A new report from researchers from Duke University sparked my interest as I have not delved into the recent research on this issue for some time. Some years ago, I looked closely at Florida’s efforts in this regard which were ineffective and administratively costly.
Duke’s new comprehensive study concluded that “We do not have enough information to conclude whether incentive programs are effective in longer-term health outcomes and costs in Medicaid” (P. 5) The report also cited “multiple operational challenges in implementing … incentive programs” and that states reported that “administrative challenges were greater than expected.”
States continue to try different approaches to encouraging (or in some cases punishing) Medicaid beneficiaries to behave differently.
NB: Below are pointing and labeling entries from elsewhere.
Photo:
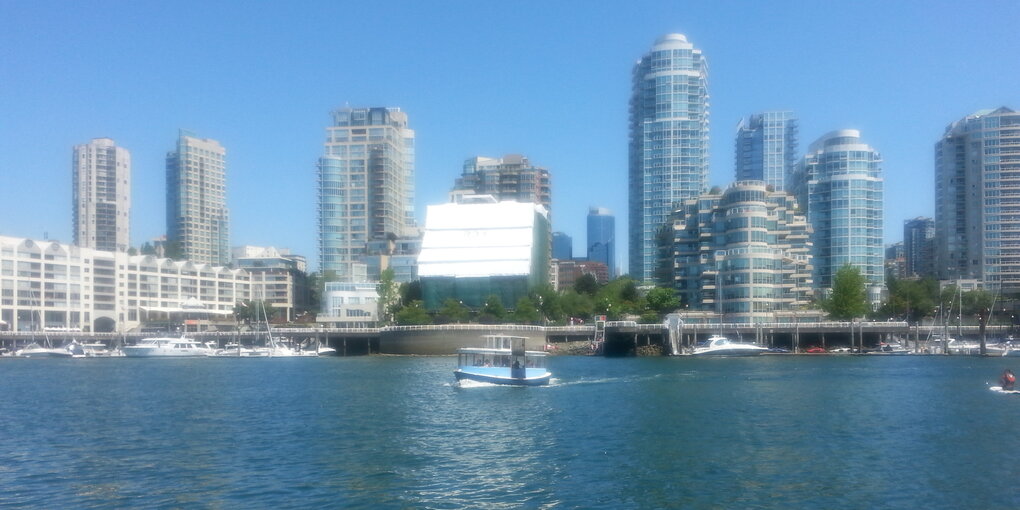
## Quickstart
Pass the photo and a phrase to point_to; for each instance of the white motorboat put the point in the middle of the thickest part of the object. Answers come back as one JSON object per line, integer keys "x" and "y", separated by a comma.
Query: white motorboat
{"x": 35, "y": 350}
{"x": 718, "y": 345}
{"x": 167, "y": 347}
{"x": 889, "y": 349}
{"x": 960, "y": 347}
{"x": 240, "y": 351}
{"x": 502, "y": 361}
{"x": 100, "y": 350}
Employers do too as the report points out. The researchers found that a consistent challenge is informing beneficiaries about the incentive programs – a problem we certainly identified in our Florida work.
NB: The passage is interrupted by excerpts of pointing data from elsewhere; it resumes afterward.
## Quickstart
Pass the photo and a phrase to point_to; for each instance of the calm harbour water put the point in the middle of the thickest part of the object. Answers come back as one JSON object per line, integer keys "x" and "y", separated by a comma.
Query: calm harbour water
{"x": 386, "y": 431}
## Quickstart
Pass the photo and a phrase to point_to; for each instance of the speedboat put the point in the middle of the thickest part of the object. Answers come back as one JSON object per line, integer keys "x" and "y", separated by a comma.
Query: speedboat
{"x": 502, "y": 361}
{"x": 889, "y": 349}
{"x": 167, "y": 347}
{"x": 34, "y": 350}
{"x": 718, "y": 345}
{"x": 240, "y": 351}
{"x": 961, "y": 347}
One of the more successful programs it appears has been Idaho’s premium reduction approach for families in CHIP who have their premiums waived if a child has their well-child visit (66% had their premiums reduced). I like this approach though I suspect that many of these families would have completed their well child visits anyway – of course they are generally required for school attendance as well.
The researchers cite smoking cessation as an area where some evidence of success exists (p. 5) and note that in contrast programs targeting weight loss, diabetes and blood pressure management had “inconsistent results” (p. 5).
I am glad this report is out because I am sure that we will hear more about this subject – its political appeal is enduring. Let’s hope that policymakers try to look at the available facts – though I won’t hold my breath!